Introduction to Data Mining and Data Warehousing # MCQs Practice set

Q.1 What is Data Mining primarily concerned with?

Data storage

Knowledge discovery

Network design

Software development

Explanation - Data Mining is the process of discovering useful patterns and knowledge from large sets of data.

Correct answer is: Knowledge discovery

Q.2 Which of the following best describes Data Warehousing?

Real-time transaction processing

Storage of raw data without processing

Subject-oriented, integrated, time-variant, and non-volatile collection of data

Random data storage

Explanation - A data warehouse integrates data from multiple sources and supports decision-making processes.

Correct answer is: Subject-oriented, integrated, time-variant, and non-volatile collection of data

Q.3 ETL in data warehousing stands for?

Extract, Transform, Load

Enter, Transfer, Log

Execute, Test, Learn

Extract, Transfer, List

Explanation - ETL is the process of extracting data from sources, transforming it into the required format, and loading it into the warehouse.

Correct answer is: Extract, Transform, Load

Q.4 Which of these is NOT a step in the Knowledge Discovery in Databases (KDD) process?

Data cleaning

Data integration

Data mining

Software debugging

Explanation - KDD involves cleaning, integration, selection, transformation, mining, and evaluation — not debugging software.

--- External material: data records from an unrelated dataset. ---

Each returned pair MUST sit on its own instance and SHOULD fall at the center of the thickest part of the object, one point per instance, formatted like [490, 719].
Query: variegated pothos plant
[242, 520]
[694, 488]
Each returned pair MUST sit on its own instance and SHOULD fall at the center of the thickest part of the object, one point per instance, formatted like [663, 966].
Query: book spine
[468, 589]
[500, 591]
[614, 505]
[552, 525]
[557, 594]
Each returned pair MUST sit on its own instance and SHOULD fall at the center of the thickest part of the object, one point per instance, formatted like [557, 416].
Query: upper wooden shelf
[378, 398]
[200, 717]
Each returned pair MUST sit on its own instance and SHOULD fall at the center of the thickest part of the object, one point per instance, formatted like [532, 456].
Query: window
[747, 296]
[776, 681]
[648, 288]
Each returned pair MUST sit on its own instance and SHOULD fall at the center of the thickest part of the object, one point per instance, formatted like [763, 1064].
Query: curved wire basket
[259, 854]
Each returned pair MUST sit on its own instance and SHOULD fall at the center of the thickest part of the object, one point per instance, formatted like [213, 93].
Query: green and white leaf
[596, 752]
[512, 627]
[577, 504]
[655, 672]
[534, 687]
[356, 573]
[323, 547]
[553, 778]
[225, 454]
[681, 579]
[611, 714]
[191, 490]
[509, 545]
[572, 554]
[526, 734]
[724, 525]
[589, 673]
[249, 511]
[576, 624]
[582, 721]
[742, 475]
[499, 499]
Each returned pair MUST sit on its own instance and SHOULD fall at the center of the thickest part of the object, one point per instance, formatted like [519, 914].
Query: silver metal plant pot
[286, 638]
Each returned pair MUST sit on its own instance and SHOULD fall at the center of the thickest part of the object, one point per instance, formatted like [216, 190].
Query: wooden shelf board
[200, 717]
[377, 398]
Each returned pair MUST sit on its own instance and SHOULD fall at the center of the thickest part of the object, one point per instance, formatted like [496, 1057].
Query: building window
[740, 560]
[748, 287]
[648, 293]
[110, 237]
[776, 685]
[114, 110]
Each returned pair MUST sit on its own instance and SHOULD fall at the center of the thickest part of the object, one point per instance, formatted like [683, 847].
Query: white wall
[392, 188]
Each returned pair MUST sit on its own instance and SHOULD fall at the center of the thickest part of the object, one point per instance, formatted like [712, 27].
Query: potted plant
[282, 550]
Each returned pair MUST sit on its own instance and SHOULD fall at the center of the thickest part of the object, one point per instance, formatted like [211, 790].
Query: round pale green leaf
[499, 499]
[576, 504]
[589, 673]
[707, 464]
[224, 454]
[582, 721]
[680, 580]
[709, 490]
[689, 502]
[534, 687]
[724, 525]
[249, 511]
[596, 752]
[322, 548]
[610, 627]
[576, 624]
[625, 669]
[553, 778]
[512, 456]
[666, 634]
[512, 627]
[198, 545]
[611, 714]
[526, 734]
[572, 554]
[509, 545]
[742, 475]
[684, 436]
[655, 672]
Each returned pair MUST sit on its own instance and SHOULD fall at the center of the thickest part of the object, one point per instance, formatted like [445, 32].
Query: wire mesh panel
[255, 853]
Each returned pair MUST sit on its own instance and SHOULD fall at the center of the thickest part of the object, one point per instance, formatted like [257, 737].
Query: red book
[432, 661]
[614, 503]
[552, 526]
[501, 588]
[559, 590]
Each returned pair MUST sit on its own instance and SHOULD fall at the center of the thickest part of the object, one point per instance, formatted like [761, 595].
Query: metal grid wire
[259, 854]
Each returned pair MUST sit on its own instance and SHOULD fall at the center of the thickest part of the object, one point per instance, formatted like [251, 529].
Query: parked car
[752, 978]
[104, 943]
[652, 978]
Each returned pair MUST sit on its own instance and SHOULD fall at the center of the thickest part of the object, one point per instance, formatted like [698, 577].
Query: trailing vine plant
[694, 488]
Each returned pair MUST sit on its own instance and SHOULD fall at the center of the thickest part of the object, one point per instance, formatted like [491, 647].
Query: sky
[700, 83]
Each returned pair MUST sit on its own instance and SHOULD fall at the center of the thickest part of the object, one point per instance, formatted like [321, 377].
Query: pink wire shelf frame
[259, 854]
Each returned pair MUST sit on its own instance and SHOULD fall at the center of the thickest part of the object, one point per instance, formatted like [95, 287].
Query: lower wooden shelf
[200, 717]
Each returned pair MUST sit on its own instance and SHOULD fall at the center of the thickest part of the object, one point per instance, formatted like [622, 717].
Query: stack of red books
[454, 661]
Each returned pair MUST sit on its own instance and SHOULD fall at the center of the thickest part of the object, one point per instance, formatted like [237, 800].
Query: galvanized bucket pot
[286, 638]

Correct answer is: Software debugging

Q.5 Which type of learning is most commonly associated with Data Mining?

Supervised and Unsupervised learning

Reinforcement learning only

Transfer learning only

Machine teaching

Explanation - Data mining tasks are often divided into supervised learning (classification) and unsupervised learning (clustering).

Correct answer is: Supervised and Unsupervised learning

Q.6 What does OLAP stand for?

Online Analytical Processing

Offline Analytical Processing

Online Application Processing

Offline Application Protocol

Explanation - OLAP tools allow fast analysis of multidimensional data from multiple perspectives.

Correct answer is: Online Analytical Processing

Q.7 Which is a classification algorithm in Data Mining?

K-means

Decision Tree

Apriori

DBSCAN

Explanation - Decision Trees are supervised classification algorithms, whereas K-means and DBSCAN are clustering, and Apriori is association rule mining.

Correct answer is: Decision Tree

Q.8 The star schema is used in:

Database normalization

Data warehousing

Transaction processing

Operating system design

Explanation - The star schema is a common modeling technique in data warehouses for organizing fact and dimension tables.

Correct answer is: Data warehousing

Q.9 Which data mining task finds relationships among variables?

Classification

Clustering

Association rule mining

Regression

Explanation - Association rule mining identifies interesting correlations among variables, like market basket analysis.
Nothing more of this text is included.